Jobs are funny things, and so is quitting!

16 thoughts on “Jobs are funny things, and so is quitting!”

  1. Thoroughly enjoyed the read. “The truth is a ‘job’ is something that we tend to simply tolerate. Some are easier to tolerate than others, but in the end, we view our jobs as a necessary part of life.” Indeed. As I often say, I like my job – most would kill for the security, salary and autonomy – but at the end of the day I would rather be doing 25 other things at 11:00 a.m on a Tuesday or 2:15 p.m. on a Thursday. I’m winding my time on the ‘job’ and very much looking forward to the next phase (retirement) of my life.

  2. I met with a few college friends a couple months ago. We are pretty smart, and did well in school. It was funny how similar our perception of our companies was despite us working in different industries/companies. I have to remember work is work. It’s a paycheck.

    1. Exactly, work is a paycheck. Not many people would commute into work, or spend 8 to 10 hours a day working for someone else…for no paycheck.

      Thanks for reading.

  3. All so true. One addition I’d make is that the workplace or company culture does matter. I’ve cycled through several managers during my 13 years with my company — some good, some bad — but always felt good about staying with the company because it’s overall a really supportive, positive culture, and we do work that is generally good for the world. That’s not to say that there isn’t just as much corporate BS as everywhere else, or an inflated sense of importance and urgency — that’s all there. But at the end of the day the company culture is what’s kept me around for so long. Quitting before our FI date never crosses my mind!

      1. Thanks for the feedback! Yup, I was definitely searching for a clean, simple design with easier-to-read fonts throughout. I’m hoping this design will last me for quite a while. 🙂

    1. Ah, good call on the company culture! I absolutely agree that it’s a big part of the equation of working for a company. Agreed 100%.
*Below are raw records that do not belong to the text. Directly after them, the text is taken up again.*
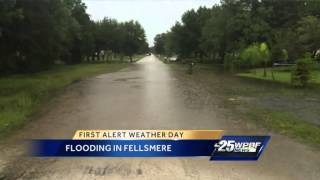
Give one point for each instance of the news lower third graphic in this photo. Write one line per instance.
(152, 143)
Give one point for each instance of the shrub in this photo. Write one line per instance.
(301, 75)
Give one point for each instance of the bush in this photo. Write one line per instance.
(301, 75)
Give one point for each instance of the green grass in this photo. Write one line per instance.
(21, 95)
(287, 123)
(280, 75)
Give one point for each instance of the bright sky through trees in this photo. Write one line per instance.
(156, 16)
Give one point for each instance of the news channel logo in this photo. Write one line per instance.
(239, 147)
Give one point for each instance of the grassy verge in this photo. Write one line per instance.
(280, 75)
(20, 95)
(286, 123)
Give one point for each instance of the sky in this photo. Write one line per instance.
(156, 16)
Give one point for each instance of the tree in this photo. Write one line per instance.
(265, 57)
(309, 34)
(302, 72)
(134, 38)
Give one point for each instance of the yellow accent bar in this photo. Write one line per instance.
(147, 134)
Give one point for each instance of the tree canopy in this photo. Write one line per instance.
(34, 34)
(211, 34)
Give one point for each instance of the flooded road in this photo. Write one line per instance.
(148, 95)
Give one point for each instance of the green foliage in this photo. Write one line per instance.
(288, 28)
(251, 56)
(35, 34)
(20, 95)
(302, 72)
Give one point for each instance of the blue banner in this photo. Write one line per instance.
(227, 148)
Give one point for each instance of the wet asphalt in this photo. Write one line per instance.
(147, 95)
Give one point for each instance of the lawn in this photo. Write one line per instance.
(280, 75)
(21, 95)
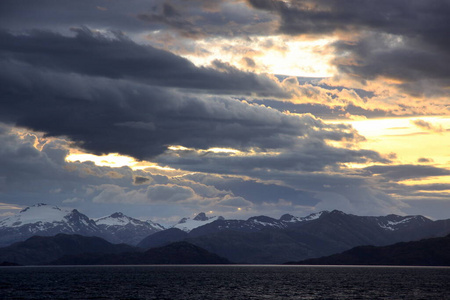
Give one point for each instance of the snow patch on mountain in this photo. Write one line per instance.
(187, 224)
(34, 214)
(119, 219)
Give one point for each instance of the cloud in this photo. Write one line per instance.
(113, 55)
(428, 126)
(402, 172)
(404, 41)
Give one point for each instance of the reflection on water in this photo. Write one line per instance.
(223, 282)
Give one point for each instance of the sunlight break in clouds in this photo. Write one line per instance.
(242, 107)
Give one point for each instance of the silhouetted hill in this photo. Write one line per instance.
(39, 250)
(163, 238)
(175, 253)
(427, 252)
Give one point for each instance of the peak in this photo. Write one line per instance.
(286, 217)
(201, 217)
(43, 205)
(117, 215)
(265, 219)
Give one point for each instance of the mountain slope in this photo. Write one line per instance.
(45, 220)
(427, 252)
(175, 253)
(188, 224)
(163, 238)
(41, 250)
(125, 229)
(267, 240)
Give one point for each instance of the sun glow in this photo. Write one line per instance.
(280, 55)
(424, 140)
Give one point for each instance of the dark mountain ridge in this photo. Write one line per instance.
(267, 240)
(426, 252)
(39, 250)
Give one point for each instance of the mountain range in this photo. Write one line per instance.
(426, 252)
(46, 220)
(257, 240)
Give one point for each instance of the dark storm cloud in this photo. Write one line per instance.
(403, 17)
(406, 39)
(310, 155)
(113, 55)
(63, 14)
(199, 18)
(115, 115)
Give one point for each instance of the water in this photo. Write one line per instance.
(224, 282)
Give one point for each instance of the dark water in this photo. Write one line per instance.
(224, 282)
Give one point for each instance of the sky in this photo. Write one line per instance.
(162, 109)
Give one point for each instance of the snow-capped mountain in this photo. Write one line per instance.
(187, 224)
(126, 229)
(395, 222)
(253, 224)
(46, 220)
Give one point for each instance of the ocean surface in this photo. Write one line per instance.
(224, 282)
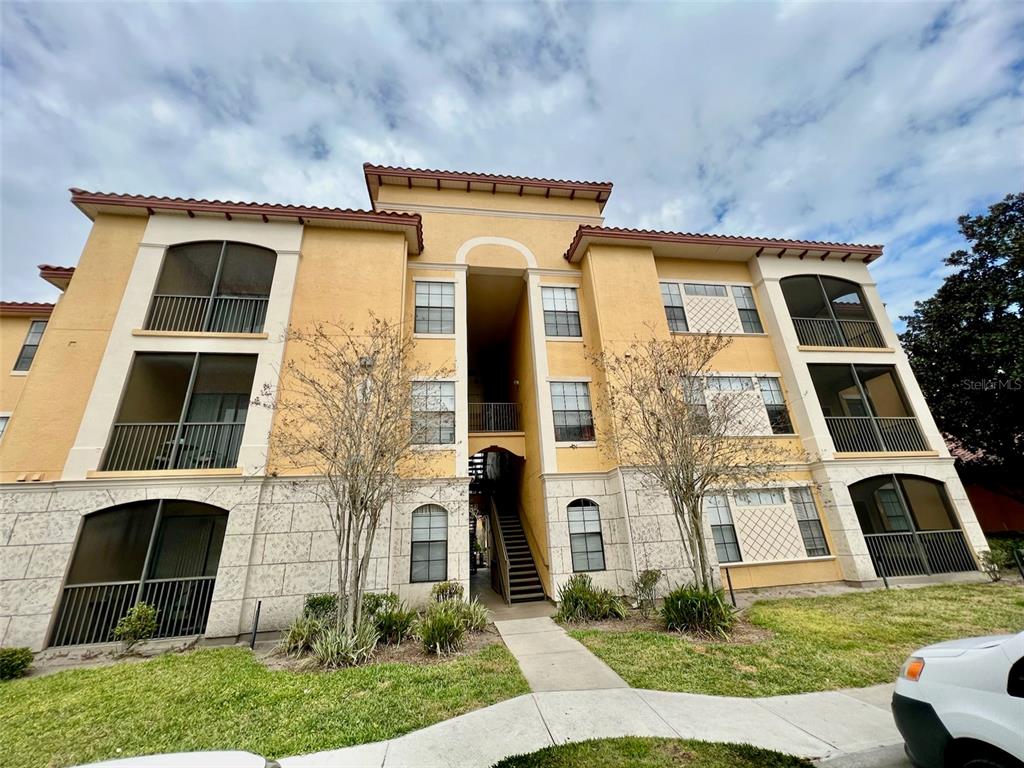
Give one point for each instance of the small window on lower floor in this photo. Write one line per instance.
(809, 522)
(716, 506)
(429, 557)
(585, 536)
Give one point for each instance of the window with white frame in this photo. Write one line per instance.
(749, 317)
(585, 536)
(760, 498)
(429, 555)
(674, 309)
(570, 407)
(561, 311)
(434, 307)
(809, 521)
(778, 416)
(433, 413)
(716, 507)
(28, 353)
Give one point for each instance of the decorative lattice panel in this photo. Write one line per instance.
(768, 532)
(713, 314)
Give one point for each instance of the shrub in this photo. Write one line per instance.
(301, 634)
(334, 648)
(395, 624)
(138, 624)
(14, 663)
(645, 589)
(448, 591)
(442, 628)
(580, 600)
(990, 566)
(700, 611)
(323, 606)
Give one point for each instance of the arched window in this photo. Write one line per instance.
(586, 542)
(213, 287)
(429, 560)
(829, 311)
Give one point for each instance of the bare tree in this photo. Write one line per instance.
(684, 428)
(343, 415)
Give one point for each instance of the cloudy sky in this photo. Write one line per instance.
(870, 123)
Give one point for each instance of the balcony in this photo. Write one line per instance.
(181, 412)
(494, 417)
(829, 312)
(867, 433)
(825, 332)
(212, 287)
(865, 410)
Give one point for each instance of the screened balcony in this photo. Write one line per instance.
(181, 412)
(865, 409)
(909, 526)
(829, 312)
(212, 287)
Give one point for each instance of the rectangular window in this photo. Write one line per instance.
(748, 309)
(778, 416)
(561, 311)
(585, 537)
(810, 523)
(433, 413)
(716, 506)
(429, 557)
(761, 498)
(701, 289)
(434, 307)
(674, 310)
(570, 403)
(28, 352)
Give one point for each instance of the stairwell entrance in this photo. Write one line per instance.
(511, 571)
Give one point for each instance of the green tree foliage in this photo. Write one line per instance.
(967, 342)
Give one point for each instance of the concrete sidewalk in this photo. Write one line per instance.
(550, 659)
(812, 725)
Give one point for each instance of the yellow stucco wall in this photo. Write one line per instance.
(50, 410)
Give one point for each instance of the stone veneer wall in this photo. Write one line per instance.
(279, 547)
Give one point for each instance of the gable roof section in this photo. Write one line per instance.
(409, 223)
(378, 175)
(27, 308)
(740, 246)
      Thanks for the addition. 🙂

  4. Very good post Steve!
    My case might be special and I’ve had a few jobs that I actually enjoyed very much. Enjoyed like looking forward to coming back to the office after a long vacation and get to work on some more exciting things. Yes I know how crazy that sounds! In that company, the CEO used to come around each first week of January to shake everyone’s hands and wish them a happy new year.
    The culture made all the difference.
    But I see your point, now I’ve changed companies and some days work feels like it’s just a way to get a paycheck. Maybe I’m getting older too haha.

    1. Working for those kinds of positive environments from a culture perspective definitely does make all the difference in the world. Congrats for finding a place like that! 🙂

  5. So true. Mr SSC quit his last job because of a manager. My main worry with the upcoming layoffs and reorganization at my company is that I will get a new manager, because right now, I’ve got a great one. With jobs I learned early on, from my dad that a job is a paycheck… You may think your company will take care of you, but you are paid for a service. It’s just a trade of your skills for their money. Nothing more. I see so many people at work now who are emotional hurt knowing large layoffs are in about a month… And I feel pity that they had such expectations that the company should take care of them for life.

    1. I agree 100%, Mrs. SSC. The truth is the company will always look out for itself first. And as a result, I personally believe that each employee should do the same – look out for THEM first, company second (or third). After all, the company is in business to MAKE MONEY, not employ particular people.

  6. Good read! So true, after a while all jobs get tedious. I know that I could find 100 other things to do every single day rather than go to work. The good news is that once you have a some degree of financial independence and an escape plan, bad jobs don’t seem quite as intolerable. In our case, we know that our current teaching gigs are temporary, so we don’t let the negative aspects of our jobs get to us. We know we can leave anytime we want…what a liberating feeling!

    As for leaving a job, teaching is perfect for those with an eye on the exit. Since teachers sign annual contracts, quitting a job is very easy: you simply decline the offer when you’re ready to leave. Over the last few years, I have quit a number of jobs to maintain my sanity, double my retirement slavings, and explore other job opportunities. I highly recommend quitting.

    1. Ha! Yup, just like you, I do enjoy moving around from company to company as well to experience new things and to keep my job fairly interesting. I’d second your recommendation! 🙂

  7. Agree with ONL above – the people I work with and culture make a huge difference. Right now I could leave my company for more money, which would speed up my FI date, but then I wouldn’t be sure I’d get the flexibility I get today or work with the same type of people I work with today. At the end of the day a job to me is a means for a paycheck, but it’s a balance between the size of the paycheck and actually not hating going to work. That’s been a real tough decision for me lately. Great post!

    1. Absolutely, it’s the age-old tradeoff of maximizing your money and minimizing the amount that you hate your life every time you walk into the office. Me thinks that it’s not worth it to hate your job every day for extra pay, unless you’re looking to retire in 3 months rather than 3 years. 🙂

      Sometimes, you gotta do what you gotta do. Looks like you have a nice working gig.